Yesterday, Larry, one of our very faithful members, called to ask about the wellbeing of another member of the church. I was very glad to talk to him because he is one of the most genuine, sincere people I have ever met.

As we visited, we talked about the strangeness of this time and that one day we would finally get to worship in the sanctuary.
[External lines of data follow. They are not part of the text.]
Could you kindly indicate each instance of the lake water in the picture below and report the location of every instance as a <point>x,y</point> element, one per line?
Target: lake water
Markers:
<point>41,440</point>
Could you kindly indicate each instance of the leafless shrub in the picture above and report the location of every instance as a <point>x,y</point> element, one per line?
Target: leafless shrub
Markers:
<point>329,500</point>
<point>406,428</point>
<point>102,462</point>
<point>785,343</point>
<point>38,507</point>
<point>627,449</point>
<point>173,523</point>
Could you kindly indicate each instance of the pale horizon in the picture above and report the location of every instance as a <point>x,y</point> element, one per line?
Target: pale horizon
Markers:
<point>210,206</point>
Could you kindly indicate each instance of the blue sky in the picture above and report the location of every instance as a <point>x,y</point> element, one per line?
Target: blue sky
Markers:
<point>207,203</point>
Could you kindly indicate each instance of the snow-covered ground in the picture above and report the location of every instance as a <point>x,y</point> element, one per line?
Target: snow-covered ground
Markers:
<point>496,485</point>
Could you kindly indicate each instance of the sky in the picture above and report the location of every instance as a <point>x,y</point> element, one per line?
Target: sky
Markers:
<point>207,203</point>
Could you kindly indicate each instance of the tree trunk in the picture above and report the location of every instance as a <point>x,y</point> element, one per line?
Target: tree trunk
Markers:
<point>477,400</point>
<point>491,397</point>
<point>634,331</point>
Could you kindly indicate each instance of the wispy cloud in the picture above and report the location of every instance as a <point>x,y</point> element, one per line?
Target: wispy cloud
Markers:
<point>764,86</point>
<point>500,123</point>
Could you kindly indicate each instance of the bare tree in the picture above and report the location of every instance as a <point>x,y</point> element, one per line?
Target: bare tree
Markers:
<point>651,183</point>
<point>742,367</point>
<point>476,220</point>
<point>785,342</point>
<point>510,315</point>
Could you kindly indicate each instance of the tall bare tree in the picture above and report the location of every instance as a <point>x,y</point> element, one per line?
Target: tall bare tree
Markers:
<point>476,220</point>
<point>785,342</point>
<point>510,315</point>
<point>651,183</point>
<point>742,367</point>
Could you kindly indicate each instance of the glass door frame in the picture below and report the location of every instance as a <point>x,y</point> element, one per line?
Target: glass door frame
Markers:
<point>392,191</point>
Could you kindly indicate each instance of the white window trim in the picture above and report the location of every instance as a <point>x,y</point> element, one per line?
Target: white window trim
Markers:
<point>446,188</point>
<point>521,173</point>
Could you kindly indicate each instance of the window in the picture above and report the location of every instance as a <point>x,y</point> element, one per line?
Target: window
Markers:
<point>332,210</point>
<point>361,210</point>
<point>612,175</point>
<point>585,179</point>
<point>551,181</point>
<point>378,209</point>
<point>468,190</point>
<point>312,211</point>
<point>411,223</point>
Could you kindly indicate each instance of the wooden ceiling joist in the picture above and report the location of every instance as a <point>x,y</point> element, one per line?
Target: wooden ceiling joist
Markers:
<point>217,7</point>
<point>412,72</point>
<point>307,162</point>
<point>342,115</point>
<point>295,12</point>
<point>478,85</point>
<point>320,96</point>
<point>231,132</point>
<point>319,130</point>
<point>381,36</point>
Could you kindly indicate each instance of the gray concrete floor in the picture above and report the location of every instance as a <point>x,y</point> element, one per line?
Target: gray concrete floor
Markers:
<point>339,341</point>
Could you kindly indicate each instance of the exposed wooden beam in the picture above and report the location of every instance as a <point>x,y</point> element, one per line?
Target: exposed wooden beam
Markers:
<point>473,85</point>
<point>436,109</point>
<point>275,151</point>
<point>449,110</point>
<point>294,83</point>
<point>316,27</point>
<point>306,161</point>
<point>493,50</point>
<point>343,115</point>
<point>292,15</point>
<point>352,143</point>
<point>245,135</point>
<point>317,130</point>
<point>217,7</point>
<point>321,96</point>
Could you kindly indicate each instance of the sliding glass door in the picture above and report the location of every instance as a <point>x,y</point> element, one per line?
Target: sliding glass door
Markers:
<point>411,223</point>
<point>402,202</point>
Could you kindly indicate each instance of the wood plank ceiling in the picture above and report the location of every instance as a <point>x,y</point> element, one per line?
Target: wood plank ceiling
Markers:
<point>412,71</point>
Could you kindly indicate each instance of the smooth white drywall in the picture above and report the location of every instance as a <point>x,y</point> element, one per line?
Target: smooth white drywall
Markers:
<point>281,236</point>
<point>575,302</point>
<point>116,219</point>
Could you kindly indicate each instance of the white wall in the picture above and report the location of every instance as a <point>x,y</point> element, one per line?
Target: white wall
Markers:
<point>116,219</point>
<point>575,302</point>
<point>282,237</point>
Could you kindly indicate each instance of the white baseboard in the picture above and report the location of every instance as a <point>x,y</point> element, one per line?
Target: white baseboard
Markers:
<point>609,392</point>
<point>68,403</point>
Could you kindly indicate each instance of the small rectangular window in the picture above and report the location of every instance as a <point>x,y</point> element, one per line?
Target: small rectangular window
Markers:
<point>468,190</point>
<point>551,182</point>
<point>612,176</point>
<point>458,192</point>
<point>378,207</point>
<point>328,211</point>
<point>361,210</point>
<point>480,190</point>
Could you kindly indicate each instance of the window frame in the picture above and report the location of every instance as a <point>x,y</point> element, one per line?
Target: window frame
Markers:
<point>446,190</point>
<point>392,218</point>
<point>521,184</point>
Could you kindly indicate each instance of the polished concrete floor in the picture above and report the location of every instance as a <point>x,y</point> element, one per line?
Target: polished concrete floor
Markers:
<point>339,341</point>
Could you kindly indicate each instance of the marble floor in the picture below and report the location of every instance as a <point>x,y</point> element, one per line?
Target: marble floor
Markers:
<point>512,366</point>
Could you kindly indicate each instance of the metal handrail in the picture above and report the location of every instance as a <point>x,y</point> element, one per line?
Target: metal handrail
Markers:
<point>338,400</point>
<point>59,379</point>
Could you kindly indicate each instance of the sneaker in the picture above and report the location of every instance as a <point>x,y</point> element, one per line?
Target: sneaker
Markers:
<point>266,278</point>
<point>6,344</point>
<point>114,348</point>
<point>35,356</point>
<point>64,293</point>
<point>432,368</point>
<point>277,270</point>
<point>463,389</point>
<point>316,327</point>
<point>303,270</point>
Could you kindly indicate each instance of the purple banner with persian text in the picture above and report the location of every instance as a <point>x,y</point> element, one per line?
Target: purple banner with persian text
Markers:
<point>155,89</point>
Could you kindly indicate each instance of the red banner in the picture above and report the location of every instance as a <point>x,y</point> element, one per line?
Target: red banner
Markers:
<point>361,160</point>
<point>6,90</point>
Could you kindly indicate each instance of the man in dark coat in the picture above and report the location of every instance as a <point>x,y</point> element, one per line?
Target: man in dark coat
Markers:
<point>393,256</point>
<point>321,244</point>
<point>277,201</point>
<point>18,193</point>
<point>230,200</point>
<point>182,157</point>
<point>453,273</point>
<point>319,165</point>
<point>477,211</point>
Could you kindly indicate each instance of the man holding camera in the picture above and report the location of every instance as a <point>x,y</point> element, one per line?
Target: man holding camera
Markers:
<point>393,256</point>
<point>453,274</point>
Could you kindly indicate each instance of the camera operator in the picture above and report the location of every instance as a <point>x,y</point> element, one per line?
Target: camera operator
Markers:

I said, “The good news about how we are worshipping now is that I don’t actually get so see people fall asleep during my sermon.” Larry said, “Rest assured, it’s still happening.” I took that as a Freudian slip.

Now that Larry has confessed to sleeping through my sermons, I have to decide; do I hold a grudge or forgive?

Just for the record, no one is better at holding a grudge than I am. In fact, it may be my greatest gift.

The problem with holding a grudge is that it becomes toxic. No good ever comes from it.

So, if you are a petty, little, insecure, easily offended, chip on your shoulder person like I am, these words from Paul are especially important: “Let all bitterness and wrath and anger and clamor and slander be put away from you, along with all malice. Be kind to one another, tenderhearted, forgiving one another, as God in Christ forgave you.” (Ephesians 4:31-32)

Always choose to forgive. It’s the right answer.

Prayer: Dear Gracious Heavenly God, in those moments when I am tempted to hold a grudge, remind me of your forgiveness and the cost of your Son’s life. Free me from being a petty person. Help me be the person you created me to be. In Jesus’ name I pray. Amen.

When I was in seminary, an old pastor told me that if I was going to last as a pastor, I would have to have the heart of a dove and the hide of a rhino. He was right.

Also, just for the record, I know many in our congregation are wondering which Larry sleeps through my sermons. I am not going to use his last name because I don’t want to embarrass Rosalind.

I pray your day is filled with joy and laughter.